The original version of this story appeared in Quanta Magazine.

For computer scientists, tackling complex problems is akin to mountaineering; they must first select a problem to solve, similar to identifying a peak to conquer, and then devise a strategic approach to address it. Within this landscape, classical and quantum researchers engage in a spirited competition, each employing distinct strategies to advance their respective domains. Recently, quantum researchers unveiled a method that purportedly expedites the resolution of a specific problemoften by boldly exploring peaks that others deemed unworthy of interest. In turn, classical teams scramble to discover improved methodologies that might outperform their quantum counterparts.

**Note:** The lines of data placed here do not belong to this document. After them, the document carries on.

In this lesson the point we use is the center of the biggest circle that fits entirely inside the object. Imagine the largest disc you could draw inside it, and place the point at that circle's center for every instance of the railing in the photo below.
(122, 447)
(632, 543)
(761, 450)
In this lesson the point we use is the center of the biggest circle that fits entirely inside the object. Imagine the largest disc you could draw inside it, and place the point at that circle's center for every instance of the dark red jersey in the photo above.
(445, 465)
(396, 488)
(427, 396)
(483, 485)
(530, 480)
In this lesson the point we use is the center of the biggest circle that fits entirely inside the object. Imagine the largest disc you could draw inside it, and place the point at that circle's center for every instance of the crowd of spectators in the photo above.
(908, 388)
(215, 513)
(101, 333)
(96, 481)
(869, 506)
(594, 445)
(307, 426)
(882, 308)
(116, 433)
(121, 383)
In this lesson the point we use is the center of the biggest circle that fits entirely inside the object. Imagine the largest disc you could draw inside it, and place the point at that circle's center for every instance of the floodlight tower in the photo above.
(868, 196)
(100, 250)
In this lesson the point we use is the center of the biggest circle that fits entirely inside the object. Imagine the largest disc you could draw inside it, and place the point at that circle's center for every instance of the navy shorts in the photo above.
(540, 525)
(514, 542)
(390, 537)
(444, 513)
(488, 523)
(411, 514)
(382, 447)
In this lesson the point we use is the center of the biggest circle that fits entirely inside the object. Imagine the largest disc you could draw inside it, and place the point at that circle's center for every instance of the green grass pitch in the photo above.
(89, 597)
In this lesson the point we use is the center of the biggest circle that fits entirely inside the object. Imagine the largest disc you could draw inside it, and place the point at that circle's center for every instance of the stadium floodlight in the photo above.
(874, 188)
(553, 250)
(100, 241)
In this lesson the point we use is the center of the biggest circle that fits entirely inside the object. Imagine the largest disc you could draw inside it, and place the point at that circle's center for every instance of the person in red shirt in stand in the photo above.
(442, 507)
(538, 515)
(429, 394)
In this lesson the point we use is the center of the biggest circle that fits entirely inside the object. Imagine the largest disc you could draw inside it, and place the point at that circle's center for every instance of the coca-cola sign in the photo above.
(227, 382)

This ongoing contest frequently culminates in a virtual stalemate: whenever researchers announce a quantum algorithm that seemingly performs better than all prior solutions, classical researchers typically step up with an alternative that matches its performance. For instance, just last week, excitement surrounding a claimed quantum speedup, published in the journal Science, was quickly dampened by skepticism from two independent research groups who demonstrated that similar calculations could be accomplished using classical machines.

However, a recent publication on the scientific preprint platform arxiv.org detailed what appears to be a substantial quantum speedup that is both convincing and practically beneficial. In this paper, researchers introduced a novel quantum algorithm that significantly outperforms all existing classical solutions in solving a broad category of optimization problems, which focus on identifying the best possible solutions among a staggering array of choices.

So far, no classical algorithm has matched the effectiveness of the new algorithm, termed Decoded Quantum Interferometry (DQI). Gil Kalai, a mathematician at Reichman University and a noted skeptic in the realm of quantum computing, referred to it as a breakthrough in quantum algorithms. The excitement surrounding quantum algorithms stems partly from their potential to shed light on new avenues for addressing complex problems, and partly because, amid the growing interest in quantum technology, it's still unclear which specific challenges will benefit from quantum solutions. An algorithm that outshines all known classical alternatives in optimization tasks would signify a monumental advance in the quest to harness the capabilities of quantum computers.

Ronald de Wolf, a theoretical computer scientist at the Centrum Wiskunde & Informatica (CWI), the national research institute for mathematics and computer science in the Netherlands, expressed enthusiasm about the development. However, he also prudently warned that it remains highly possible for researchers to eventually discover a classical algorithm that performs equally well. Additionally, the current shortage of quantum hardware means it may take some time before empirical tests of the new algorithm can be conducted.

The implications of this algorithm could very well stimulate further advancements in classical algorithms. Ewin Tang, a computer scientist at the University of California, Berkeley, who gained recognition in her teenage years for creating classical algorithms that rival quantum ones, remarked that the new findings are intriguing enough to merit attention from classical algorithm specialists. She advised, Hey, you should look at this paper and work on this problem.

The Best Way Forward?

In the competitive arena of algorithm development, classical and quantum approaches often intersect in the field of optimization, which is dedicated to pinpointing the most effective solutions to challenging problems. Researchers typically concentrate on scenarios where the number of possible solutions increases exponentially as the problem scales up. For instance, consider a delivery truck tasked with visiting ten cities within three dayswhat is the most efficient route? How should the parcels be arranged in the vehicle? Traditional methods for resolving these issues, generally involving the exploration of potential solutions through innovative strategies, quickly become impractical as the complexity escalates.

The particular optimization problem addressed by the DQI algorithm can be summarized as follows: given a series of points plotted on a sheet of paper, the goal is to construct a mathematical function that intersects these points. Specifically, this function must adhere to the constraints of being a polynomiala mixture of variables raised to whole-number powers and multiplied by coefficients. However, it cannot be overly complicated, meaning that the powers must remain relatively low. Ultimately, this task leads to the creation of a curved line that meanders up and down across the page. The objective then becomes identifying the most accurate line that intersects the greatest number of points.

Variations of this optimization challenge manifest in numerous applications across computer science, particularly in the domains of error coding and cryptographyfields dedicated to the secure and accurate transmission of encoded data. The researchers behind DQI recognized that effectively plotting a superior line is analogous to refining a noisy encoded message, bringing it closer to its true and accurate interpretation.